Sharantyr smiled at him. "Of course. They always are." She handed her sword to him. "Here, hold this."

"The eternal saying of a woman to a man," Elminster observed wryly. "But why to me, and now?"

Sharantyr grunted under the dead, dangling weight of the corpse she'd picked up. "Because I need both hands… for this." She staggered back along the walk, the dead man on her shoulders, and dumped the carrion through the turret window.

"Drag a few over here, will you?" she called. "Before we look for the high constable, we'd best guard our rear."

Elminster dragged obediently. The lady ranger tossed the bodies down the stairs, Haragh first.

"They'll carve or crush their way past the one you trapped down there soon enough," Sharantyr said. "If they have to get past all of these to come after us-well, at least they'll be slowed down. Or if they use magic to shift them, we'll be warned." She puffed, heaved, and sweated until cold, heavy bodies choked the stair and covered the turret room floor.
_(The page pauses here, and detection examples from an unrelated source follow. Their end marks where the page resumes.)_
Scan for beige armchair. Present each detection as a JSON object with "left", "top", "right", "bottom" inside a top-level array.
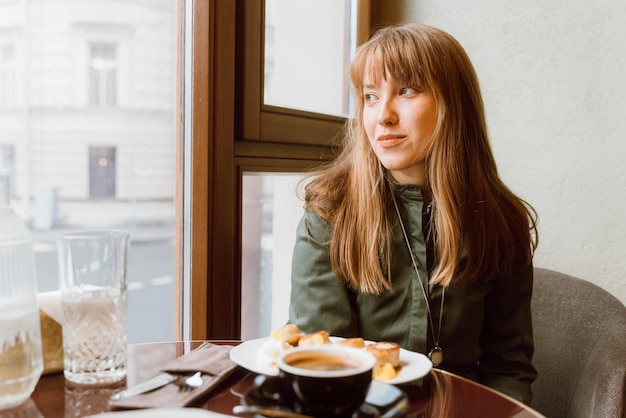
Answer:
[{"left": 531, "top": 268, "right": 626, "bottom": 418}]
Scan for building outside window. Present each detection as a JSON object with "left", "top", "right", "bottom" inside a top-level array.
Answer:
[
  {"left": 89, "top": 43, "right": 117, "bottom": 107},
  {"left": 0, "top": 0, "right": 180, "bottom": 343},
  {"left": 0, "top": 44, "right": 15, "bottom": 108}
]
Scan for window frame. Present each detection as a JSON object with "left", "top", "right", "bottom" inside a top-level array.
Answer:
[{"left": 185, "top": 0, "right": 372, "bottom": 340}]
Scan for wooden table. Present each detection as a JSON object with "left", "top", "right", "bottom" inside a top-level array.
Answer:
[{"left": 24, "top": 341, "right": 542, "bottom": 418}]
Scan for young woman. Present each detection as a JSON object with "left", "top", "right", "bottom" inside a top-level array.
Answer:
[{"left": 289, "top": 24, "right": 537, "bottom": 403}]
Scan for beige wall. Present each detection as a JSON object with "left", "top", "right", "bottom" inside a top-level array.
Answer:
[{"left": 380, "top": 0, "right": 626, "bottom": 303}]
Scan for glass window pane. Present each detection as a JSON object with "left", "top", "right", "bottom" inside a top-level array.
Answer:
[
  {"left": 263, "top": 0, "right": 356, "bottom": 116},
  {"left": 241, "top": 173, "right": 304, "bottom": 340},
  {"left": 0, "top": 0, "right": 178, "bottom": 343}
]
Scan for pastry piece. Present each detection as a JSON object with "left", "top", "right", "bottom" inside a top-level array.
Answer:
[
  {"left": 365, "top": 341, "right": 400, "bottom": 367},
  {"left": 335, "top": 337, "right": 365, "bottom": 348},
  {"left": 374, "top": 363, "right": 398, "bottom": 382},
  {"left": 298, "top": 331, "right": 330, "bottom": 346},
  {"left": 270, "top": 324, "right": 304, "bottom": 346}
]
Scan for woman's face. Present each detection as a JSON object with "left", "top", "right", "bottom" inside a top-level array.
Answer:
[{"left": 363, "top": 74, "right": 437, "bottom": 188}]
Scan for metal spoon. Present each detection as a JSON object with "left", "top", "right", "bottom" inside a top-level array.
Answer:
[
  {"left": 233, "top": 405, "right": 313, "bottom": 418},
  {"left": 175, "top": 372, "right": 203, "bottom": 390}
]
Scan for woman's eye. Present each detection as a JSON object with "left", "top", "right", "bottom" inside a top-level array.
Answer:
[
  {"left": 400, "top": 87, "right": 417, "bottom": 96},
  {"left": 363, "top": 93, "right": 376, "bottom": 103}
]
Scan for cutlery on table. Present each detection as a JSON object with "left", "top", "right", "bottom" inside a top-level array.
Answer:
[
  {"left": 174, "top": 372, "right": 204, "bottom": 390},
  {"left": 111, "top": 372, "right": 202, "bottom": 401}
]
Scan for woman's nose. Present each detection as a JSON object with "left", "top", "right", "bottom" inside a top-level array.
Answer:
[{"left": 378, "top": 100, "right": 398, "bottom": 125}]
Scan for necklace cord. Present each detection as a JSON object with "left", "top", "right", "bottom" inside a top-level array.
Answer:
[{"left": 393, "top": 195, "right": 446, "bottom": 349}]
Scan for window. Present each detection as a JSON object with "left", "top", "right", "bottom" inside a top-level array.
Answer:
[
  {"left": 0, "top": 0, "right": 176, "bottom": 343},
  {"left": 188, "top": 0, "right": 370, "bottom": 339},
  {"left": 0, "top": 45, "right": 15, "bottom": 108},
  {"left": 89, "top": 43, "right": 117, "bottom": 107}
]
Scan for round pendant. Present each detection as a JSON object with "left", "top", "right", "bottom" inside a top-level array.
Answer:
[{"left": 428, "top": 346, "right": 443, "bottom": 367}]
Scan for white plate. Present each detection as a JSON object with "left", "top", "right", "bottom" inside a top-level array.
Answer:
[
  {"left": 89, "top": 408, "right": 230, "bottom": 418},
  {"left": 230, "top": 337, "right": 433, "bottom": 385}
]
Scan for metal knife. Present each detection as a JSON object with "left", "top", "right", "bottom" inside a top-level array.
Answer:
[{"left": 111, "top": 373, "right": 176, "bottom": 401}]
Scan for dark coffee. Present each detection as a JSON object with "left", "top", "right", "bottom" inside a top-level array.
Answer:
[{"left": 288, "top": 353, "right": 362, "bottom": 371}]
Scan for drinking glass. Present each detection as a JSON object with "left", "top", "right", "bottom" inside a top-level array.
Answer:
[{"left": 57, "top": 230, "right": 130, "bottom": 385}]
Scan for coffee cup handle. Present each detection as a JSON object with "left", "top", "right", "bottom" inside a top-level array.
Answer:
[{"left": 254, "top": 374, "right": 301, "bottom": 412}]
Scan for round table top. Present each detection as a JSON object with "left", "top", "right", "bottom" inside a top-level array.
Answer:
[{"left": 20, "top": 341, "right": 542, "bottom": 418}]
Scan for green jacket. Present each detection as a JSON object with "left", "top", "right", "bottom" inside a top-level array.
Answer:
[{"left": 289, "top": 185, "right": 537, "bottom": 404}]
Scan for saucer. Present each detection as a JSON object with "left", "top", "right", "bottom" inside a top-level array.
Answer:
[{"left": 241, "top": 375, "right": 408, "bottom": 418}]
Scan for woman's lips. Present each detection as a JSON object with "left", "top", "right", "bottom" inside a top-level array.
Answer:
[{"left": 376, "top": 135, "right": 405, "bottom": 148}]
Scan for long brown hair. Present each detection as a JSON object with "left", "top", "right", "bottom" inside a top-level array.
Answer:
[{"left": 305, "top": 24, "right": 537, "bottom": 293}]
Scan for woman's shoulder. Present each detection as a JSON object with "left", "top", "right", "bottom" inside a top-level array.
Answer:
[{"left": 298, "top": 208, "right": 331, "bottom": 243}]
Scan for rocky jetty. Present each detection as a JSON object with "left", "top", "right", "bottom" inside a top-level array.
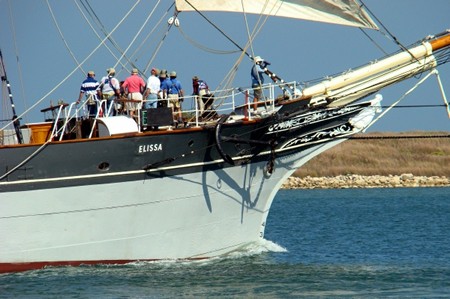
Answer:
[{"left": 282, "top": 173, "right": 450, "bottom": 189}]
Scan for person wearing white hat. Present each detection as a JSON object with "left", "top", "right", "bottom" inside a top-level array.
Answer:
[
  {"left": 144, "top": 68, "right": 161, "bottom": 109},
  {"left": 100, "top": 68, "right": 120, "bottom": 116},
  {"left": 77, "top": 71, "right": 100, "bottom": 117},
  {"left": 161, "top": 71, "right": 184, "bottom": 124},
  {"left": 122, "top": 68, "right": 145, "bottom": 116},
  {"left": 250, "top": 56, "right": 264, "bottom": 113}
]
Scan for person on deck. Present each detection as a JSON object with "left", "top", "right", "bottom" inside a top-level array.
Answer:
[
  {"left": 122, "top": 68, "right": 145, "bottom": 116},
  {"left": 100, "top": 68, "right": 120, "bottom": 115},
  {"left": 144, "top": 68, "right": 161, "bottom": 109},
  {"left": 77, "top": 71, "right": 100, "bottom": 117},
  {"left": 250, "top": 56, "right": 270, "bottom": 113},
  {"left": 164, "top": 71, "right": 184, "bottom": 123},
  {"left": 158, "top": 69, "right": 171, "bottom": 107},
  {"left": 192, "top": 76, "right": 210, "bottom": 115}
]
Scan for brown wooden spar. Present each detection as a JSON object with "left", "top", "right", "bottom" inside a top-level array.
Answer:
[{"left": 430, "top": 30, "right": 450, "bottom": 51}]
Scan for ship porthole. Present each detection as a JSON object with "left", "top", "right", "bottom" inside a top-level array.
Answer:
[{"left": 97, "top": 162, "right": 109, "bottom": 171}]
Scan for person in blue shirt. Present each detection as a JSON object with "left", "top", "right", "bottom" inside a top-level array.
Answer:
[
  {"left": 77, "top": 71, "right": 100, "bottom": 117},
  {"left": 250, "top": 56, "right": 270, "bottom": 112},
  {"left": 161, "top": 71, "right": 184, "bottom": 123}
]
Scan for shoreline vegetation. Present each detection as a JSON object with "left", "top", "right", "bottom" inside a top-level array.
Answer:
[{"left": 282, "top": 131, "right": 450, "bottom": 189}]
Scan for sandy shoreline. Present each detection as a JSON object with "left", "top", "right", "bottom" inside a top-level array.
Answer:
[{"left": 281, "top": 174, "right": 450, "bottom": 189}]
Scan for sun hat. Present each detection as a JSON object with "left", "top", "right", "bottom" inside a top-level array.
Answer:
[{"left": 253, "top": 56, "right": 263, "bottom": 63}]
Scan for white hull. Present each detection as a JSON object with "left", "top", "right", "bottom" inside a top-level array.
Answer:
[{"left": 0, "top": 139, "right": 344, "bottom": 264}]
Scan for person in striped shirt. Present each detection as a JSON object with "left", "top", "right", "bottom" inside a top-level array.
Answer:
[{"left": 77, "top": 71, "right": 100, "bottom": 117}]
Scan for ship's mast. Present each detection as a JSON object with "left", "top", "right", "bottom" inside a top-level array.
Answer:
[{"left": 0, "top": 50, "right": 23, "bottom": 144}]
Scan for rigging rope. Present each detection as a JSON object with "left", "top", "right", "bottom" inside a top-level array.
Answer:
[
  {"left": 8, "top": 1, "right": 28, "bottom": 123},
  {"left": 360, "top": 0, "right": 419, "bottom": 61},
  {"left": 46, "top": 0, "right": 86, "bottom": 75}
]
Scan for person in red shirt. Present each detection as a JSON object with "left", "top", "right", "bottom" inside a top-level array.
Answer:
[{"left": 122, "top": 69, "right": 145, "bottom": 116}]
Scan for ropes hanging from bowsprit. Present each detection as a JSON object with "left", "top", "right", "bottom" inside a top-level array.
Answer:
[{"left": 250, "top": 56, "right": 295, "bottom": 95}]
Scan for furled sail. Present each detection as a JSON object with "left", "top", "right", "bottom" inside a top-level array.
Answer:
[{"left": 176, "top": 0, "right": 378, "bottom": 29}]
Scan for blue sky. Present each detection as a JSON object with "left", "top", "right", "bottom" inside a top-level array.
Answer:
[{"left": 0, "top": 0, "right": 450, "bottom": 131}]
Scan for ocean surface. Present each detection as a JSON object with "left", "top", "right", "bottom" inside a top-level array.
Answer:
[{"left": 0, "top": 188, "right": 450, "bottom": 298}]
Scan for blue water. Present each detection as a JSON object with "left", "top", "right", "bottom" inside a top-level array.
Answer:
[{"left": 0, "top": 188, "right": 450, "bottom": 298}]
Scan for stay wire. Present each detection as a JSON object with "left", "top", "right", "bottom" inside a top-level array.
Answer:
[{"left": 360, "top": 0, "right": 419, "bottom": 61}]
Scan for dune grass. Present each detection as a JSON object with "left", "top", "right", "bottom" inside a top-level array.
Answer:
[{"left": 294, "top": 132, "right": 450, "bottom": 177}]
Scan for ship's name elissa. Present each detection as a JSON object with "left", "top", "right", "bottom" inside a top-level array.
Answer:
[{"left": 138, "top": 143, "right": 162, "bottom": 154}]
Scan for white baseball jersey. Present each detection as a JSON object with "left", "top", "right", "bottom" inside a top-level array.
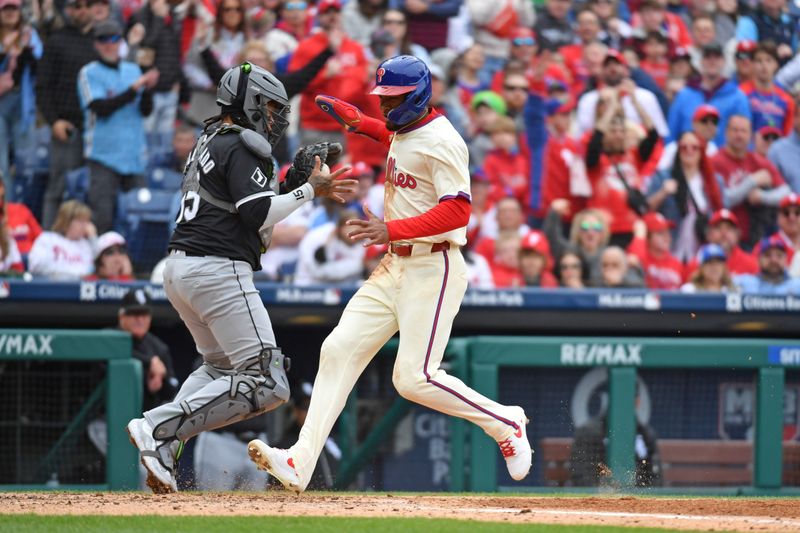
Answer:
[{"left": 383, "top": 115, "right": 471, "bottom": 246}]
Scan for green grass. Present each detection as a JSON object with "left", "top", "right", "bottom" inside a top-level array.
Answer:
[{"left": 0, "top": 514, "right": 680, "bottom": 533}]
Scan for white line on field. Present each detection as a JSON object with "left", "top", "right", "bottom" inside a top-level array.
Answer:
[{"left": 444, "top": 507, "right": 800, "bottom": 530}]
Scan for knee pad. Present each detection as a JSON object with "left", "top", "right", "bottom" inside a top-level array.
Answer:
[{"left": 153, "top": 348, "right": 290, "bottom": 441}]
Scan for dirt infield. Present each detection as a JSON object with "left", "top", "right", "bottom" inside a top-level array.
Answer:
[{"left": 0, "top": 492, "right": 800, "bottom": 532}]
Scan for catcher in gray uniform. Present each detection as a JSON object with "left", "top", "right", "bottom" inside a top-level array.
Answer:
[{"left": 127, "top": 63, "right": 357, "bottom": 493}]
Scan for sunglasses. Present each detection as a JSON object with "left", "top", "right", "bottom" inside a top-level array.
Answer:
[
  {"left": 581, "top": 220, "right": 603, "bottom": 231},
  {"left": 100, "top": 244, "right": 128, "bottom": 257},
  {"left": 94, "top": 35, "right": 122, "bottom": 44},
  {"left": 678, "top": 144, "right": 700, "bottom": 154}
]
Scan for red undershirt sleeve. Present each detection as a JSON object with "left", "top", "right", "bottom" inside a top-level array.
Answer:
[
  {"left": 386, "top": 196, "right": 472, "bottom": 241},
  {"left": 356, "top": 114, "right": 392, "bottom": 146}
]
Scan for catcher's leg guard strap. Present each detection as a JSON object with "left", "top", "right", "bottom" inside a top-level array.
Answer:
[{"left": 153, "top": 348, "right": 289, "bottom": 441}]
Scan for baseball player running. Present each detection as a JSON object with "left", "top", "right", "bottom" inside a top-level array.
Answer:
[
  {"left": 127, "top": 63, "right": 356, "bottom": 493},
  {"left": 248, "top": 56, "right": 532, "bottom": 492}
]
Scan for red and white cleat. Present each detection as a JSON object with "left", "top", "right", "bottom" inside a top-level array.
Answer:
[
  {"left": 247, "top": 439, "right": 303, "bottom": 494},
  {"left": 497, "top": 407, "right": 533, "bottom": 481}
]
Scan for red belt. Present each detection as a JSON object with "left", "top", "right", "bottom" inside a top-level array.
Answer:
[{"left": 389, "top": 241, "right": 450, "bottom": 257}]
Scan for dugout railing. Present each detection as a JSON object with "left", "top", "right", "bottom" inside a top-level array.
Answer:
[{"left": 0, "top": 329, "right": 142, "bottom": 490}]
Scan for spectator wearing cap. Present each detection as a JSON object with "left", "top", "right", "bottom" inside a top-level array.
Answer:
[
  {"left": 734, "top": 236, "right": 800, "bottom": 295},
  {"left": 389, "top": 0, "right": 463, "bottom": 51},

Then she squinted at Elminster, pulling hair out of her eyes, and said, "I'll be glad when this day's done, Old Mage. I'm beginning to feel old."

Elminster raised an eyebrow. "A thousand and more years old am I, and d'ye hear me groaning and limping and feebly protesting my age? Surely ye can manage the weight of a mere twenty-odd winters, lass!"

He grinned at her expression and added innocently, "Or is it thirty-odd?"

The Old Mage of Shadowdale then demonstrated the light weight of his years for all the Realms to see by running off as fast and nimbly as any naughty child at play. Sharantyr aided him by amply demonstrating his immediate need to do so.